# How to set up your own EKW-model

*Comment: We should start a liiitttle bit more general*

A model in respy is defined by two objects:

1. Parameters of the model reside in `params` which is a [pandas.DataFrame](https://pandas.pydata.org/pandas-docs/stable/reference/api/pandas.DataFrame.html). It includes the structural parameters of the model which define the model structure.  
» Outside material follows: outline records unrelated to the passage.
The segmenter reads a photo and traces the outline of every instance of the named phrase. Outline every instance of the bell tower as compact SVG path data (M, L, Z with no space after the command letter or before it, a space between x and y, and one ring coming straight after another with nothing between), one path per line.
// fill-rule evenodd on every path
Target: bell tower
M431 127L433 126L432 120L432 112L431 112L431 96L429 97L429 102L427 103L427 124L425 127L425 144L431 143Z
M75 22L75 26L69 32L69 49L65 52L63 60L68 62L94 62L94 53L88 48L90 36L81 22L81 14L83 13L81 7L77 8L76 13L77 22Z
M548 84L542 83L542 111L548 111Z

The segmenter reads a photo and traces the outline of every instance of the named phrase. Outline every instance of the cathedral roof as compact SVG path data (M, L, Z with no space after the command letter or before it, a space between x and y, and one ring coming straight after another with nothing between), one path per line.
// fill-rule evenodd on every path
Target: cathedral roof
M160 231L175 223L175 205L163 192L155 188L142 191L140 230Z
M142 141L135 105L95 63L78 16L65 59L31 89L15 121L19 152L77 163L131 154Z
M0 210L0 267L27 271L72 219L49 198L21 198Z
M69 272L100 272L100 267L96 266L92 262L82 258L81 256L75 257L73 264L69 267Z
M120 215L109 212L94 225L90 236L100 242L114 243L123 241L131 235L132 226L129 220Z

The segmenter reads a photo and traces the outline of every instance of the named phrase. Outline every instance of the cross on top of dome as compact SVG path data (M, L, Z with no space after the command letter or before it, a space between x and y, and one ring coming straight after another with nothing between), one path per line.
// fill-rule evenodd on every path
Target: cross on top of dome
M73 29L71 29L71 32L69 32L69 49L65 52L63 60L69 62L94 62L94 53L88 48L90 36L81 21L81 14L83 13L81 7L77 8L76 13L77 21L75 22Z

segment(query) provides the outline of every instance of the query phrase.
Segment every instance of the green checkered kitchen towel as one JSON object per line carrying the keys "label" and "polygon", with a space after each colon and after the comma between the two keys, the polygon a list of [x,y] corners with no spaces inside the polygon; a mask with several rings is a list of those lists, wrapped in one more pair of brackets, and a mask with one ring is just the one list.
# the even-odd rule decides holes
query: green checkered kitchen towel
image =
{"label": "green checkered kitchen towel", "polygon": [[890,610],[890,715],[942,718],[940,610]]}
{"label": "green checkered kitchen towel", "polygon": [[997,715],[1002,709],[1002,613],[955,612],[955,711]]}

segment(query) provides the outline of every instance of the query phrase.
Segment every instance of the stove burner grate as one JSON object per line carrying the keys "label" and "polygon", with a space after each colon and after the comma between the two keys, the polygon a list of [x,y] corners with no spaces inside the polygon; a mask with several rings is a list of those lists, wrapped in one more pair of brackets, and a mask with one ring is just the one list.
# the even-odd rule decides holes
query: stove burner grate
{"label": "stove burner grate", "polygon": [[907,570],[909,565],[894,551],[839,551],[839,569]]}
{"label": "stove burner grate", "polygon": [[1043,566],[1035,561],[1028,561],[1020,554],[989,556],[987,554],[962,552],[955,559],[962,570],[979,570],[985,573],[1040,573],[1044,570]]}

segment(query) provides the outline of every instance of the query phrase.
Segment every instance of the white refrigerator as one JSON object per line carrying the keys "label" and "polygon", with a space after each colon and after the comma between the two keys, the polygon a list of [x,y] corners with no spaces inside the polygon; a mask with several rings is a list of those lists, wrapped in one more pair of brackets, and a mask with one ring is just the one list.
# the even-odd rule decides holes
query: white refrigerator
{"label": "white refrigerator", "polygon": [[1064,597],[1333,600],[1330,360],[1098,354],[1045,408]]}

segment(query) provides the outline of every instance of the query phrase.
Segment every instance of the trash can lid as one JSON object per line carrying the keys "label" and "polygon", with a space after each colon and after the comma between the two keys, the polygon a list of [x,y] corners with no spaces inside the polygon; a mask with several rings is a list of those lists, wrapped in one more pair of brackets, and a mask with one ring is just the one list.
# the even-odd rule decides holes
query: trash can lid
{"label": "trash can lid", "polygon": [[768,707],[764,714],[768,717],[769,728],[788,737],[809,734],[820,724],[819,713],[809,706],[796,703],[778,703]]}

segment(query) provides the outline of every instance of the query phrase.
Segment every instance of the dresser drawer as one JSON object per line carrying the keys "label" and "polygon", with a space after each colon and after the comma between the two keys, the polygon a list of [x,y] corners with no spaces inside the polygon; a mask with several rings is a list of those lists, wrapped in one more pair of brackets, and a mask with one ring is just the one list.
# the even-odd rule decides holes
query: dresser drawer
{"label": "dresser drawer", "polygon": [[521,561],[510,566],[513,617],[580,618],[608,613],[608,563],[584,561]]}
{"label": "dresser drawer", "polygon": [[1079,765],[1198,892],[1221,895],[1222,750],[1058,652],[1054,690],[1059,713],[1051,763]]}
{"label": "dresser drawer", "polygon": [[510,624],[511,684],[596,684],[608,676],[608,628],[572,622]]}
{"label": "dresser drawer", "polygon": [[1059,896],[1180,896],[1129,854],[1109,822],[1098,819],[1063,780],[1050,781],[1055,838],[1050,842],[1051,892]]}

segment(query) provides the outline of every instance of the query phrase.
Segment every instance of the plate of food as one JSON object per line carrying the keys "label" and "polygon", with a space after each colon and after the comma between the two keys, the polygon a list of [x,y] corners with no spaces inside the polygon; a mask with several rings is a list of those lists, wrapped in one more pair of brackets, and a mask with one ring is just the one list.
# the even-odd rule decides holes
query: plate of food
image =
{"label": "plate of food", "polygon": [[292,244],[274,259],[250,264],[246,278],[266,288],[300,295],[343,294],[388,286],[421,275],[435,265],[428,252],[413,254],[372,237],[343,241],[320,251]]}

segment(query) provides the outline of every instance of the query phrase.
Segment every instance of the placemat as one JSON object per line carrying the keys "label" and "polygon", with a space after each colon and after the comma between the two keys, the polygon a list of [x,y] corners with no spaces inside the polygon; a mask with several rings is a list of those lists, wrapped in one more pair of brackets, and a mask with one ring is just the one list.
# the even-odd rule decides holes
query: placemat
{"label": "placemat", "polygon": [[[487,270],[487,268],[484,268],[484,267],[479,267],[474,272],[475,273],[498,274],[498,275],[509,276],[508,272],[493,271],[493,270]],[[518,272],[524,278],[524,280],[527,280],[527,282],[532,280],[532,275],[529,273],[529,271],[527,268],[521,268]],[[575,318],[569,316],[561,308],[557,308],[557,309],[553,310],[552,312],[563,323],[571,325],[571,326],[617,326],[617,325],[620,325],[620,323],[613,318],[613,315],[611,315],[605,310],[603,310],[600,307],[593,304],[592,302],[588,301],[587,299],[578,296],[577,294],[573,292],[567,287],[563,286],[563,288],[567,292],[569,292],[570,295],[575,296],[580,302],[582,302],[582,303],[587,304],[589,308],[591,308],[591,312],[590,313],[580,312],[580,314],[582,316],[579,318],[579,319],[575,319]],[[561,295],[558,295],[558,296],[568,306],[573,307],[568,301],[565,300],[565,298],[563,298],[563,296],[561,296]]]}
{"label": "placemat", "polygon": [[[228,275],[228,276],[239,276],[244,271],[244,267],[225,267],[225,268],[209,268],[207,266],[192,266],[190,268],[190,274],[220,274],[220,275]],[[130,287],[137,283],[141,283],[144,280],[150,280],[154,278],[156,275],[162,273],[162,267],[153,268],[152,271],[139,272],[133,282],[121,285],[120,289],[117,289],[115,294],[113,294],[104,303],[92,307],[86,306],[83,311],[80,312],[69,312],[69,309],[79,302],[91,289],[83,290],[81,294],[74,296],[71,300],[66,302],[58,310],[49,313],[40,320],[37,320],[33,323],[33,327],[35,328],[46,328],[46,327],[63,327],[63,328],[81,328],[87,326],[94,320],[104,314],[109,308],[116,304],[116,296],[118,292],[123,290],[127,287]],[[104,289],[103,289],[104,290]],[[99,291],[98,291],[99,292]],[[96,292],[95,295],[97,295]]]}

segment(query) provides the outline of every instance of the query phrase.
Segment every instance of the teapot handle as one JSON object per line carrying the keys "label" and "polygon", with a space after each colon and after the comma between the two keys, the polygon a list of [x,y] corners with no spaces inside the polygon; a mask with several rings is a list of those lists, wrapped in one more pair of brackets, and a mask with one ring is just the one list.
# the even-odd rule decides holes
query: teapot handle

    *Note:* It is not mandatory that parameters included in the `params` DataFrame have to be estimable. For example, a specified shock distribution may guide the model but exogenously set.
    

2. The object `options` specifies settings for the model solution and further restrictions on the model structure. Examples may include number of periods, type of numerical integration, unfeasible states etc. 


---
## `params`

The object `params` is a [multi-indexed pandas.DataFrame](https://pandas.pydata.org/pandas-docs/stable/user_guide/advanced.html).
The first index, `category`, describes the parameters group and `name` specific parameters in the group. To talk about a more concrete example, we load the specification of the basic Robinson Crusoe economy.


In [2]:
import respy as rp

In [10]:
params, options = rp.get_example_model("kw_94_two", with_data=False)

In [11]:
params

Unnamed: 0_level_0,Unnamed: 1_level_0,value,comment
category,name,Unnamed: 2_level_1,Unnamed: 3_level_1
delta,delta,0.95,discount factor
wage_a,constant,9.21,log of rental price
wage_a,exp_edu,0.04,return to an additional year of schooling
wage_a,exp_a,0.033,return to same sector experience
wage_a,exp_a_square,-0.0005,"return to same sector, quadratic experience"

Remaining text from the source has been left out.